I've never had general anesthesia before, and it's weird. They started a saline IV in the pre-op room, then when I got to the operating room the anesthesiologist added something to make me feel "floaty," then I think he put a mask over my face, and then I woke up two hours later. The anesthesiologist asked me how I felt, and I remember answering "Sleepy." I think I also might have said "leave me alone", but I really hope I didn't say that out loud, because the anesthesiologist was nice.
Once it was over, I was fine. Not too much pain, and I went home 3 1/2 hours after waking up. Which is ridiculous when you stop to think about it. They knocked me out, cut me open, did a bunch of stuff, and then just sent me home. They did make sure that I could keep down liquids and also pee before they would let me go, though. Ah, healthcare.
I slept most of the first day. Surprisingly, I didn't have that much pain, as long as I didn't move around too much. I didn't need the Percocet, or even Advil. I didn't take any pain medication at all after leaving the hospital. I was crampy from the ablation and the laproscopy incisions (two, from the ligation) hurt if I bumped them or contracted my abs, but otherwise it was fine. I mostly stayed in bed the rest of the day Tuesday and Wednesday. Thursday was better, and I even did some laundry and the pile of dishes in the sink. By Friday I was up all day, and feeling mostly back to normal. My belly was still a bit sore, but I could get up out of bed or a chair and bend over with no pain. Today I'm feeling a bit bruised, but otherwise fine.

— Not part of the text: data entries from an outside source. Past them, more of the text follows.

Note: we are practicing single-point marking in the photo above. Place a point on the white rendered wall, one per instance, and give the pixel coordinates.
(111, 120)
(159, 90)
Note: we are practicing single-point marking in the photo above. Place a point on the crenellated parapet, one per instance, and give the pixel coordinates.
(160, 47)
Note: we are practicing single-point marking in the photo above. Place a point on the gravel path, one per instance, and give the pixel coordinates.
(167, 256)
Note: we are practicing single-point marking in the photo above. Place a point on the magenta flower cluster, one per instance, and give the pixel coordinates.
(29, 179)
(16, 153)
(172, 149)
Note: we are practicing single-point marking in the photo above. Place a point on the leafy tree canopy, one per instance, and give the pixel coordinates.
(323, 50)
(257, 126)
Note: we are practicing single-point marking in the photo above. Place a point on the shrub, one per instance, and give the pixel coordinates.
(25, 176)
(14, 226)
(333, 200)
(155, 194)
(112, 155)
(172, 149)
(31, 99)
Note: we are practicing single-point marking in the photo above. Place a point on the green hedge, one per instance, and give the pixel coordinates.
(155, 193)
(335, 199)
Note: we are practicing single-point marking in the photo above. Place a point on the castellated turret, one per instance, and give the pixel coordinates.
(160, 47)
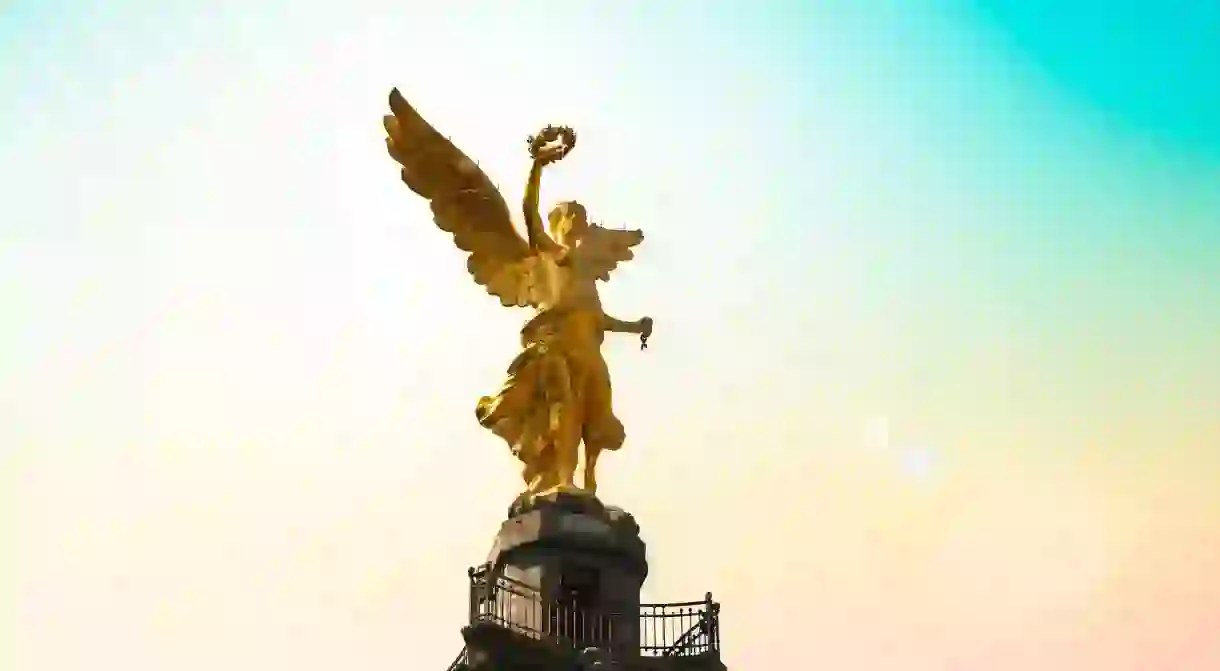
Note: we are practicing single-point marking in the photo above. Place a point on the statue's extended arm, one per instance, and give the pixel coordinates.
(534, 231)
(613, 325)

The ligation was much more invasive than the ablation, and had a longer recovery time. Which is ironic, because it was the ablation that was the primary objective; the ligation was just an "extra" to make sure I won't get pregnant. If I hadn't had the ligation, I wouldn't have needed general anesthesia, and I would have been back to normal in a day. Anyway, it's done, and I'm fine.
The anticipation was definitely worse than the surgery itself. Much, much worse. Here's hoping the ablation will be effective. Supposedly almost 50% of patients don't bleed at all anymore, which would be nice, but I'll settle for normal length periods, even if they're irregular. It doesn't solve the underlying hormonal imbalance, but at least I won't bleed to death.